Will prolotherapy lock up my back muscles?
A common reason your back muscles get chronically tight and may not function properly (“lock up”) is likely because of the damaged ligaments, which have become more like rubber bands or frayed ropes, than the cables that they should be. Without rest, your ligaments may get worse. Think of it like this: Your back is like a suspension bridge (eg Golden Gate Bridge). The hardware of the bridge are the bones along with some of the cushioning of the discs. The software of the bridge are the muscles, tendons, and ligaments. The muscles are backup support and for extreme activities (like skiing, or running, etc). Otherwise, the ligaments with some tendons do most of the work. If they fail, the bridge (your hardware and software) starts to swing and more pressure gets put on the discs and the muscles fire more frequently. Then your discs may herniate or first bulge and then herniate. Physical therapy is great to help you recover but over-strengthening and stretching the muscles before you’ve healed the ligaments usually is just a band-aid or at worse, more damaging than good. Trying to make these overworked muscles fire more than they want to is just asking for more injury.
Prolotherapy works by stimulating your body’s natural ability to heal the ligaments and tendons which ultimately will allow your muscles to relax.
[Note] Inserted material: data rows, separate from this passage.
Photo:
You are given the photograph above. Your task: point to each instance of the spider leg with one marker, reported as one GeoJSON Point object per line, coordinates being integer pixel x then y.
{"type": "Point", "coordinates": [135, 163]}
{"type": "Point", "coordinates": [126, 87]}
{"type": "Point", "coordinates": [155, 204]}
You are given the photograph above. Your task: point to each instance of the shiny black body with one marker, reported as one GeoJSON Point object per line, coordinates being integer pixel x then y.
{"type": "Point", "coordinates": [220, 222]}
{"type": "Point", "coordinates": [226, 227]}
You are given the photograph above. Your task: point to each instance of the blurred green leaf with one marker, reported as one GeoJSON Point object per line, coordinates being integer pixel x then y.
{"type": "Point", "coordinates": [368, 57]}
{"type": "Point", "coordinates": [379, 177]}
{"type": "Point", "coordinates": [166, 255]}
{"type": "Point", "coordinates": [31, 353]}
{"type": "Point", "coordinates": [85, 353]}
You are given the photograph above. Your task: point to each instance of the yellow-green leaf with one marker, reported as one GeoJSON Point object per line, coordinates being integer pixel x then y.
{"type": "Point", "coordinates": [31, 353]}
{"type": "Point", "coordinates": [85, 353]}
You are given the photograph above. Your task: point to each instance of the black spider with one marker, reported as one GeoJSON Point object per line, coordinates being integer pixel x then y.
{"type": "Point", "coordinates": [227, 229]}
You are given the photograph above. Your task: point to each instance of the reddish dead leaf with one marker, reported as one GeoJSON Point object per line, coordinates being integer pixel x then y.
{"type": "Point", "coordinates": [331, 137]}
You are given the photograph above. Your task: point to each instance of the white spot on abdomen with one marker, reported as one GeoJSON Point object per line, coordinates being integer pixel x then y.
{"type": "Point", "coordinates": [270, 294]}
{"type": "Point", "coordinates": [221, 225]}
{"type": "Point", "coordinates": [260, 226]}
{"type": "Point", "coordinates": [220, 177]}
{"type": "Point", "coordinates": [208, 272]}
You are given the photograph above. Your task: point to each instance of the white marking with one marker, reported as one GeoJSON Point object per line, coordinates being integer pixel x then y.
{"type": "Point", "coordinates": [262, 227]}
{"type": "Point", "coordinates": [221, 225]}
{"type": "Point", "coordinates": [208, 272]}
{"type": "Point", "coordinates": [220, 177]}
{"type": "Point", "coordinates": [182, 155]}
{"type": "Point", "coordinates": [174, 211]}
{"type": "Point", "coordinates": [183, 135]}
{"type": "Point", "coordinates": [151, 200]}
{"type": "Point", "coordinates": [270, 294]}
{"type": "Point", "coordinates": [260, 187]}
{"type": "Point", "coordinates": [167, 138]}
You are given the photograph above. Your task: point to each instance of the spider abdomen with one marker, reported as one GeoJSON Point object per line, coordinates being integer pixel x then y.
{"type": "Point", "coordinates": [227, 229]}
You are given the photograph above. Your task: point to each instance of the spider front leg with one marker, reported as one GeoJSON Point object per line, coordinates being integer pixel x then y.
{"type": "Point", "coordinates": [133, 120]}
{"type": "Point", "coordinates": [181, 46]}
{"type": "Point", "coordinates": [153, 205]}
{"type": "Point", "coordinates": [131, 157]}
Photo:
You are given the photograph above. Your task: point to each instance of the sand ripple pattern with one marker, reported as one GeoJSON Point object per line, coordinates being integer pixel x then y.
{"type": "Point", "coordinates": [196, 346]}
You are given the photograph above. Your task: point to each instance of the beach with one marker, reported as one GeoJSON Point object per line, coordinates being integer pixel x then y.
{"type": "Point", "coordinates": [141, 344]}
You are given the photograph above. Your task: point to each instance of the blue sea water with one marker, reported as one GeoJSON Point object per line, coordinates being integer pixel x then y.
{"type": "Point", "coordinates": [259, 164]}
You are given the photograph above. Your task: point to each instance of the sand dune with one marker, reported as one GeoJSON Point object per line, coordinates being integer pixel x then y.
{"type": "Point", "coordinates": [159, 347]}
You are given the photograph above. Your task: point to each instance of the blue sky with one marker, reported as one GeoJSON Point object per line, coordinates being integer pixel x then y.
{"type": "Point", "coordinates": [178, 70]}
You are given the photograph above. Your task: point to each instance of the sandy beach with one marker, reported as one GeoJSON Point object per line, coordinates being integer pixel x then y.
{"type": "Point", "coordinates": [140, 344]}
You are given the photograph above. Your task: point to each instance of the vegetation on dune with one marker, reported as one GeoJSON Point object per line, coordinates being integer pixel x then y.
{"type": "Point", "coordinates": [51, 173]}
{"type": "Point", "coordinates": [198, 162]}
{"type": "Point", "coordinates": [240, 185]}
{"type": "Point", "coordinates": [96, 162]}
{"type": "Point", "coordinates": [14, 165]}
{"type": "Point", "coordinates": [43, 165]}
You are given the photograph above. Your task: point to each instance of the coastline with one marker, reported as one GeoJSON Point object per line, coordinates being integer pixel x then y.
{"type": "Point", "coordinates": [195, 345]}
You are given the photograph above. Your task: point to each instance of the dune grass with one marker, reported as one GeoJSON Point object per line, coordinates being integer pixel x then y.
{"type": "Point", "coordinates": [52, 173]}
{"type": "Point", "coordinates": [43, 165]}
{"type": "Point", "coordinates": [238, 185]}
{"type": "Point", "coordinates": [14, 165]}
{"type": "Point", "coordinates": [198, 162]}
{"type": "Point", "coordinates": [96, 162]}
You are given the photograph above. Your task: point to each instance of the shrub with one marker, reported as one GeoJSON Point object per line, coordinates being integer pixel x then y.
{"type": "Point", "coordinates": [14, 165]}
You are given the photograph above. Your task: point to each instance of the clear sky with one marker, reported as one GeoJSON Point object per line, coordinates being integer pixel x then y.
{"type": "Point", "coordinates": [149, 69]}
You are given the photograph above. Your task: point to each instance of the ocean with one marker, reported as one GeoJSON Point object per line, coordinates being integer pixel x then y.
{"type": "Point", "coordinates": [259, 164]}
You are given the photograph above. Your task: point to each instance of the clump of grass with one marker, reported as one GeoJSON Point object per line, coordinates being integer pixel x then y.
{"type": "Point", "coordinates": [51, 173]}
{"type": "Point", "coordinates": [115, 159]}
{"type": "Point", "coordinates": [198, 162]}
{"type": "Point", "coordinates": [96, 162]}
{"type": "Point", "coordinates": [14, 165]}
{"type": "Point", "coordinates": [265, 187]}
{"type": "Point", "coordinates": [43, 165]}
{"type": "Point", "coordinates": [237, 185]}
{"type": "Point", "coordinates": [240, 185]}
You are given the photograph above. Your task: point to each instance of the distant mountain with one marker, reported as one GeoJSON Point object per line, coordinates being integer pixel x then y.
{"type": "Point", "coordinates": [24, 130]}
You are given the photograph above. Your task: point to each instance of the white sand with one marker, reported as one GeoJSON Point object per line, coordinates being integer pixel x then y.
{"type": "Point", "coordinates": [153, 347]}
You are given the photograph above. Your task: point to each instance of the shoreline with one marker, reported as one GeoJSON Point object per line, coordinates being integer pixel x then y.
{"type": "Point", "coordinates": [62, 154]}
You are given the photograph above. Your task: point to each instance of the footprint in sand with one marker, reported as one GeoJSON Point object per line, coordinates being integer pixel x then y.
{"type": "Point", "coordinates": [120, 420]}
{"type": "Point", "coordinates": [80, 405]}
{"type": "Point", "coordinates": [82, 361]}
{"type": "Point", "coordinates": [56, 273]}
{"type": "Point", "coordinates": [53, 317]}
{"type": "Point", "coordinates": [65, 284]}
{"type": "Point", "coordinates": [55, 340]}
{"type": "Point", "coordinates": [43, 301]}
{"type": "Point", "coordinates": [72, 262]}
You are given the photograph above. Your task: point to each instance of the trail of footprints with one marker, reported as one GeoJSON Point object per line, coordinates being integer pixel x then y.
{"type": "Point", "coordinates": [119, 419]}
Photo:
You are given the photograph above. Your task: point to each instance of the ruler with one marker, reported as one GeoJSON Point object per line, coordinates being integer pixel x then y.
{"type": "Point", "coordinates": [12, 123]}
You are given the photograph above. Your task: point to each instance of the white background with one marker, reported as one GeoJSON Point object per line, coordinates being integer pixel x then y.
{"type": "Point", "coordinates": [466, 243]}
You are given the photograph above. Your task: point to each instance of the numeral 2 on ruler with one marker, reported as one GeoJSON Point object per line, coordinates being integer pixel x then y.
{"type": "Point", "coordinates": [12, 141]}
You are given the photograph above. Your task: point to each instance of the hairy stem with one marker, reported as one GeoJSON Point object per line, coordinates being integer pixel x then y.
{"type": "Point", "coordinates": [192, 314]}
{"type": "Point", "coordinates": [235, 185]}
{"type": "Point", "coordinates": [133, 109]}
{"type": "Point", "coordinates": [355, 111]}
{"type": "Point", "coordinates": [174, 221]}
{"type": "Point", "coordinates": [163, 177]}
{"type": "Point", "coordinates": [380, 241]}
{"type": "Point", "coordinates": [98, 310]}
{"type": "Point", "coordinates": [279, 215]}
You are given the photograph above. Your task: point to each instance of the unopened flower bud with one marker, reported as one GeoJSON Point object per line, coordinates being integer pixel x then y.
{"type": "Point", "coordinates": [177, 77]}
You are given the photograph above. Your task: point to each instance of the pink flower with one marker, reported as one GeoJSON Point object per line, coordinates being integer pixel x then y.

Your bridge is no longer swinging the wind and the muscles will only need to tighten down on those moments when you are catching big air on your mountain bike or snowboard or maybe just running up and down your favorite trail.
Can the Injections be billed to my insurance company?
The prolotherapy injections are not billed to insurance because they are not covered by insurance, and we expect payment at the time of service. However, if an ultrasound is used or any other type of injections are used, those can be billed to insurance.
How much does prolotherapy cost?
The cost depends on the body area, complexity, and number of injections needed. Typical prolotherapy procedures range from $350-$700.